Rebuilding a Kubernetes Node
When I created my Kubernetes cluster, initially, I had (naively) partitioned the 1TB disk on each node into several areas for root, home, and logs. What I found out later, was that the log area wasn’t necessarily large enough, so I was running into some issues with disk space.
I decided that I would, at a later time, re-image these nodes. Well, that time is now. I have eight nodes, of which five have these multiple partition drives. Three are worker nodes and two are control plane nodes.
Prep Work
Before doing anything, I made backups of the Postgres databases I had in the cluster for my apps by exporting the databases.
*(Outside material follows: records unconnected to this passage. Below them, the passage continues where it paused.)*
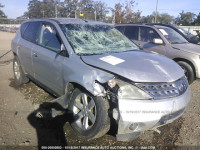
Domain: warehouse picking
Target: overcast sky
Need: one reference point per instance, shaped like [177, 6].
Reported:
[16, 8]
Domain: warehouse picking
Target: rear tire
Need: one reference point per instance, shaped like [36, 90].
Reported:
[94, 111]
[19, 76]
[189, 73]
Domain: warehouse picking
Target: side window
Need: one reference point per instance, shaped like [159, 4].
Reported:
[121, 29]
[131, 32]
[49, 38]
[23, 27]
[147, 34]
[31, 31]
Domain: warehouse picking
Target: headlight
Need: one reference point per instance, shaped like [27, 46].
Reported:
[128, 91]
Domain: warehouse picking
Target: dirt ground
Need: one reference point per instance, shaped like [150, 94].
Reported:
[21, 129]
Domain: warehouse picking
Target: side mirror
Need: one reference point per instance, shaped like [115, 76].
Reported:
[158, 41]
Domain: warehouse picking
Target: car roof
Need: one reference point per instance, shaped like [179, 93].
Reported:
[156, 25]
[69, 21]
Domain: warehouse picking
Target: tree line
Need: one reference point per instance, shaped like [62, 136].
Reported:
[98, 10]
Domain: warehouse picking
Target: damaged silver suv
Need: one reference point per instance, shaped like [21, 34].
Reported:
[103, 75]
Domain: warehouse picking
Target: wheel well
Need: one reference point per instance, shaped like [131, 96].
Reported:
[70, 86]
[188, 62]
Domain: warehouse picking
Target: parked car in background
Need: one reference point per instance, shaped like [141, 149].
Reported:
[190, 37]
[104, 75]
[166, 41]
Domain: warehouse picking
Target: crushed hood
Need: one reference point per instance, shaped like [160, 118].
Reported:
[138, 66]
[189, 47]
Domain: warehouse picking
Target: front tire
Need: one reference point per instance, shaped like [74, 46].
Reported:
[90, 114]
[189, 73]
[19, 76]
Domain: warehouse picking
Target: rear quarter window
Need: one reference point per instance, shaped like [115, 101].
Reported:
[31, 31]
[23, 27]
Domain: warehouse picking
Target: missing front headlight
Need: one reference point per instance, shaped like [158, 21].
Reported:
[128, 91]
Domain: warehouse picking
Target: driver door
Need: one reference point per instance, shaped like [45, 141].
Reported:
[47, 62]
[145, 40]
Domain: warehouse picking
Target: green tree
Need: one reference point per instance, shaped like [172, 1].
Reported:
[185, 18]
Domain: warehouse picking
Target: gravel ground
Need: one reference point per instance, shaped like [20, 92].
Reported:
[19, 128]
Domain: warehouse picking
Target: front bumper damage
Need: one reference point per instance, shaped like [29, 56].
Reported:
[136, 116]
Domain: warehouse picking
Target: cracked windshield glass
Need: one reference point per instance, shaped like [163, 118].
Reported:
[96, 39]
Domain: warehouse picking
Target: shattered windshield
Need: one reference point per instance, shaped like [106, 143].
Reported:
[87, 39]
I have a script for each app that does this. For example:
cat > exec-init-db-pod <<'EOT'
kubectl exec -it -n viewmaster `kubectl get pod -n viewmaster -l tier=postgres | cut -f1 -d" " | tail -1` -- /bin/bash
EOT
chmod +x exec-init-db-pod
This gets me into the database pod for an app I have in the namespace ‘viewmaster’. I then create a backup:
pg_dump -U <DB_USERNAME> -W -F t <DB_NAME> > viewmasterdb.tar
Entering the database password, when prompted. I exit and then run this command from my Mac to pull down the backup:
cat > move-backup <<'EOT':
kubectl cp -n viewmaster `kubectl get pod -n viewmaster -l tier=postgres | cut -f1 -d" " | tail -1`:viewmasterdb.tar "viewmasterdb-${TIMESTAMP}.tar"
EOT
chmod +x move-backup
With Longhorn running in my cluster, I had also set it up to do periodic snapshots of the volumes, so hopefully, I’ve got everything I need, incase things go South (one never really knows, until something bad happens and the cluster has to be rebuilt).
Worker Nodes
Figuring I would tackle these first as they would be easier, I started with the node ‘cypher’, and then did ‘niobe’ and ‘mouse’ together, as most operations are using kubespray commands, and I can specify more than one node.
Node Removal
I read that one would typically cordon the node (to prevent pods from being scheduled on it), and then drain the node (to remove pods that are running on the node and have them run elsewhere). Kubespray has a playbook to remove a node, and it appears to do the draining, so with ‘cypher’, I did a ‘kubectl cordon cypher’, before running the playbook. With the other two nodes, I just ran the playbook and it was fine. Here are the steps I did…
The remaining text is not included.